Do końca drugoligowych rozgrywek zostały już tylko trzy kolejki. Dla rezerw Lecha Poznań każdy następny mecz będzie więc walką o utrzymanie na szczeblu centralnym. Pierwszą przeszkodą drugiego zespołu Kolejorza jest Bytovia, z którą drużyna trenera Artura Węski zmierzy się w sobotę, 29 maja o godzinie 18:00.
Bytovia do tej pory zdobyła 31 punktów i zajmuje ostatnie miejsce w tabeli eWinner 2. Ligi, ale ma zaledwie trzy oczka straty do bezpiecznej pozycji. Sytuacja bytowian w tabeli jest lepsza niż jej ostatnie wyniki. Drużyna prowadzona przez trenera Kamila Sochę, który zaczął pełnić tę funkcję w grudniu ubiegłego roku, na zwycięstwo czeka bowiem od 20 marca. Wówczas plasowała się na dwunastej lokacie. Od tego czasu rozegrała jedenaście meczów bez wygranej - trzykrotnie remisowała i osiem razy przegrywała - a teraz zamyka stawkę.

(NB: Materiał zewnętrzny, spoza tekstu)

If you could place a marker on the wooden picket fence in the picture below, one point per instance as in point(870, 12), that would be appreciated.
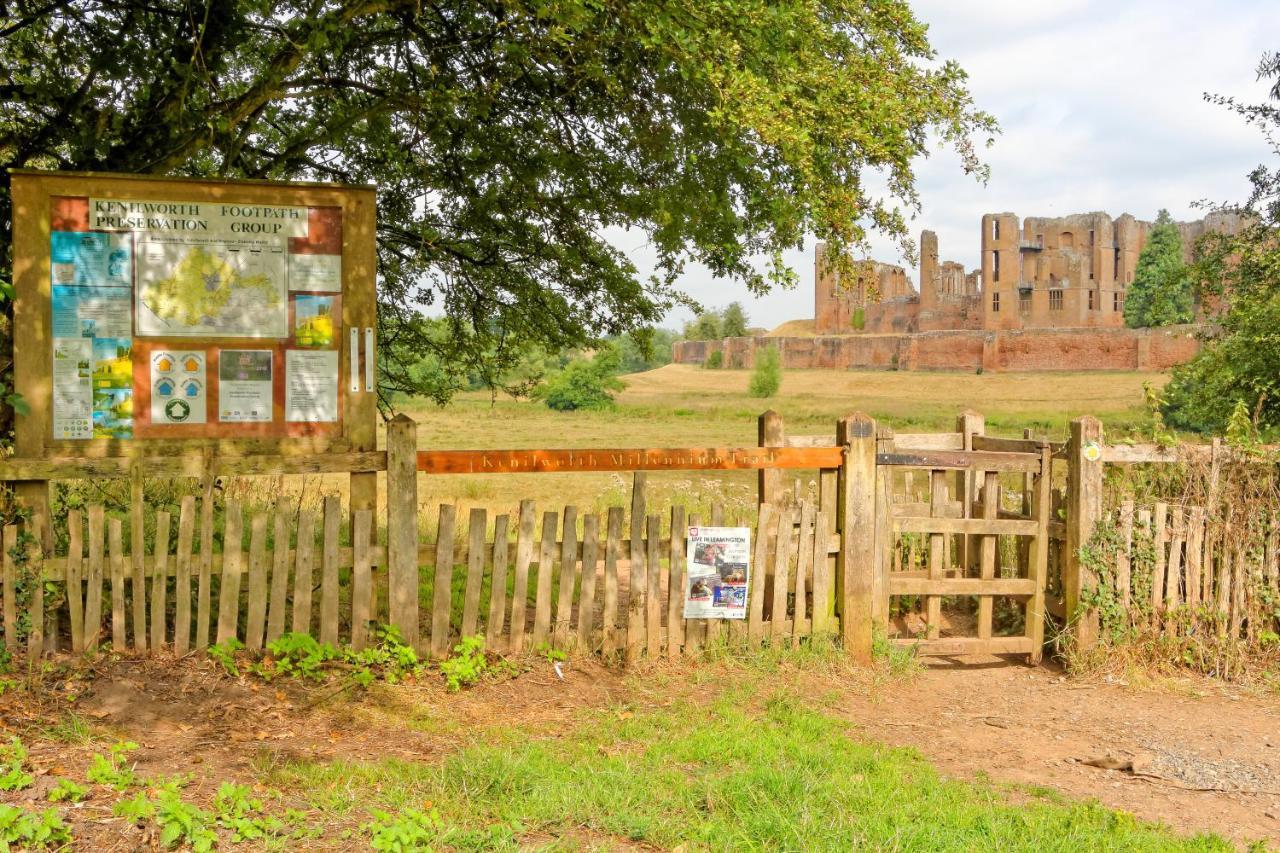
point(571, 580)
point(1176, 570)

Pokonanie Czarnych Wilków będzie zatem obowiązkiem rezerw Lecha, które poza tym starciem zmierzą się jeszcze z klubami walczącymi o awans do Fortuna 1. ligi: Chojniczanką Chojnice (sobota, 5 czerwca) oraz na zakończenie rozgrywek ze Stalą Rzeszów (piątek, 11 czerwca). Kluczowe będzie przede wszystkim zatrzymanie gwiazdy czarno-biało-czerwonych, Piotra Giela, który strzelił aż 15 goli i jest najskuteczniejszym piłkarzem zespołu. Jego dorobek pozwala mu zająć czwarte miejsce w klasyfikacji strzelców. Drugim ważnym ogniwem Bytovii jest Paweł Zawistowski, autor dziewięciu trafień, a kolejny z nich, Przemysław Lech opuści mecz z Kolejorzem z powodu zawieszenia za kartki.
Giel wpisał się na listę strzelców w grudniowym meczu drugiego zespołu Lecha z Bytovią, który zakończył się remisem 1:1 (dla Kolejorza bramkę w doliczonym czasie zdobył Hubert Sobol). Poza 31-letnim napastnikiem oraz Zawistowskim ponad dwa tysiące minut na boisku spędzili dwaj pomocnicy Przemysław Lech i Filip Dymerski, a także doświadczony obrońca, Krzysztof Bąk.